Thursday, March 8, 2012

Dairy alternatives made simple!

Last week we looked at the controversial topic of dairy and the choices we have when it comes to consuming it – ‘normal’ or organic, homogenised or unhomogenised, pasteurised or raw, skim or full fat! But what if you voluntarily choose to skip the dairy or if your body rejects the stuff?

Lactose intolerance

If you have a lactose intolerance, you may find you are OK with butter, hard cheeses and even full fat milk in some cases. The higher the fat content, the more likely you are to be able to digest it. It really is a case of trial and error though – some people can only do butter, others butter and hard cheese, and some can tolerate dairy in moderate quantities but start to have symptoms past a certain threshold. 

Other types of dairy

If you have an intolerance or allergy to cow’s dairy, it could be to do with the fat-protein structure. Without getting too technical, the chemical composition of goat’s and sheep’s milk is different to that of cow’s and they are often easier to digest. Buffalo milk is another popular but slightly less readily available alternative.

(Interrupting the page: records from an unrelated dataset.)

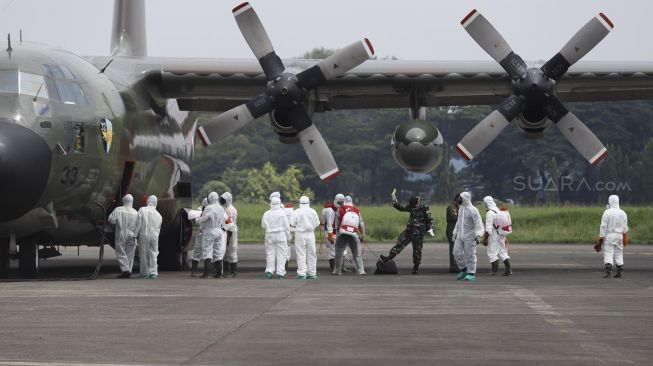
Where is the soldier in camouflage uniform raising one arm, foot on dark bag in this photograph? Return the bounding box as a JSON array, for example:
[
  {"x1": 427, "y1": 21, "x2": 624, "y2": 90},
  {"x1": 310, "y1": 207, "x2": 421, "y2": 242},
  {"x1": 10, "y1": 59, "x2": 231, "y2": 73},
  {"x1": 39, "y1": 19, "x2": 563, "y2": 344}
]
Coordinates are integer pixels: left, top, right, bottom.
[{"x1": 381, "y1": 192, "x2": 435, "y2": 274}]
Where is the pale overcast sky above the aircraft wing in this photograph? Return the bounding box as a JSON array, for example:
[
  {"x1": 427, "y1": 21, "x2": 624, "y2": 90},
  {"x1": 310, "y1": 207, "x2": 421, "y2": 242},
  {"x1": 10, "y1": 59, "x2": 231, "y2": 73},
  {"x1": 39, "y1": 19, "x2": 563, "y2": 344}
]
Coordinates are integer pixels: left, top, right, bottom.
[{"x1": 0, "y1": 0, "x2": 653, "y2": 61}]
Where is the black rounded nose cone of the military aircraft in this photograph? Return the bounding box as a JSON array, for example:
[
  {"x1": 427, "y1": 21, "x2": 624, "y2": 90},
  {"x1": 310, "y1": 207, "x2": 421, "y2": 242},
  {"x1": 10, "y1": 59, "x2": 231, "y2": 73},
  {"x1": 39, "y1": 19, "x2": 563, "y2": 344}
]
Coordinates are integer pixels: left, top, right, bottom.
[{"x1": 0, "y1": 122, "x2": 52, "y2": 222}]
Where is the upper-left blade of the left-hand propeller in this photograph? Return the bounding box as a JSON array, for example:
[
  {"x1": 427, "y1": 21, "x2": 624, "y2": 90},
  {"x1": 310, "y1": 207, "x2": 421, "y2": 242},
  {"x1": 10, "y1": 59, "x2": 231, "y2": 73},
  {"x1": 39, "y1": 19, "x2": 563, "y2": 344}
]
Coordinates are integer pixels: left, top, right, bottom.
[{"x1": 233, "y1": 3, "x2": 286, "y2": 80}]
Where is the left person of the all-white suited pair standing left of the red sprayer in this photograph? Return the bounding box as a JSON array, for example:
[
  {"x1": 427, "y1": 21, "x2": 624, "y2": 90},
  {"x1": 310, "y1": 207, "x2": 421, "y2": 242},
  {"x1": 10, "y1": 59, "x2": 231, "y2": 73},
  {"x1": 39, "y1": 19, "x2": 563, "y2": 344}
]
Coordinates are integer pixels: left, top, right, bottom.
[{"x1": 261, "y1": 197, "x2": 290, "y2": 279}]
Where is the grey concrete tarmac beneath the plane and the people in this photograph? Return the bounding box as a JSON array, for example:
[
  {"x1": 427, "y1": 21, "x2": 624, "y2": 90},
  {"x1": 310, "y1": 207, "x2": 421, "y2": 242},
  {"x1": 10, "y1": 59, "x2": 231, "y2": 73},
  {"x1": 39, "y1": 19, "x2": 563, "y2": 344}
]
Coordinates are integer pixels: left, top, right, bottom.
[{"x1": 0, "y1": 244, "x2": 653, "y2": 366}]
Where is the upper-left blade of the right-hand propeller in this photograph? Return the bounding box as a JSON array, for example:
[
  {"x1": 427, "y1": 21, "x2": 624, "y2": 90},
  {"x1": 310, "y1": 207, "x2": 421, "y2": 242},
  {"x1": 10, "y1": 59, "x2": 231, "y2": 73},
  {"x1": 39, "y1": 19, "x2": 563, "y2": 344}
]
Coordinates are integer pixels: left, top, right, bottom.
[{"x1": 460, "y1": 9, "x2": 527, "y2": 80}]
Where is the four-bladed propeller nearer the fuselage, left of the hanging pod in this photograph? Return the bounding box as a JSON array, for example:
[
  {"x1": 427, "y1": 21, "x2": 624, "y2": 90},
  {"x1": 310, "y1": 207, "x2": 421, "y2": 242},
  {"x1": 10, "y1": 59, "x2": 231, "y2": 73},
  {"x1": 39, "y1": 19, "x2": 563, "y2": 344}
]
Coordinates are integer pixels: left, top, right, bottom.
[{"x1": 197, "y1": 3, "x2": 374, "y2": 181}]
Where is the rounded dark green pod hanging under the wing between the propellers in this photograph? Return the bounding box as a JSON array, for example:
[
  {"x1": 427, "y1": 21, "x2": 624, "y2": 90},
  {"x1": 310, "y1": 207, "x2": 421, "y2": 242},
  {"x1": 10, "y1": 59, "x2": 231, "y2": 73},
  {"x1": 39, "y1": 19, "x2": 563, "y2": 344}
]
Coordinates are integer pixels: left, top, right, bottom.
[{"x1": 390, "y1": 119, "x2": 445, "y2": 173}]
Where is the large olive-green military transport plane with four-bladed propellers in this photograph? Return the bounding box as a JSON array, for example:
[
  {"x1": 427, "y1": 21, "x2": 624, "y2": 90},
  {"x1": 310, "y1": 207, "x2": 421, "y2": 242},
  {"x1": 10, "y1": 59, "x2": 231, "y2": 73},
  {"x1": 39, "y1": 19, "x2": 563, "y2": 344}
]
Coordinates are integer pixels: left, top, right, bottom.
[{"x1": 0, "y1": 0, "x2": 653, "y2": 277}]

Skipping the dairy altogether

If you can’t do cow’s, goat’s or sheep’s dairy, or you simply want to steer clear of it for reasons of your own, there is a whole range of dairy-free alternatives at your disposal.

Here are the most popular dairy alternatives:
Soy milk
Rice milk
Oat milk
Almond milk
Coconut milk

Soy is a controversial topic in itself, and one that requires a separate blog altogether! In a nutshell, some people do OK on it, others not so much. In large quantities it can have effects on the thyroid and on oestrogen receptors.

If you go for rice milk, make sure you choose one that uses brown rice. Oat milk is a bit of a divider when it comes to taste – some love it, some hate it (personally we are not fans). Almond milk is delicious but can be pricey and often contains added sugar. We recommend making your own (in fact, we have a nice easy peasy recipe coming your way next week!). As for coconut milk, it’s a great substitute in cooking and in smoothies.

The one thing you absolutely must remember, whichever non-dairy alternative you opt for, is to read the ingredients label carefully and avoid added sugars, malt, processed oils, refined salt (rock salt OK in small quantities), preservatives and any other unnecessary additives.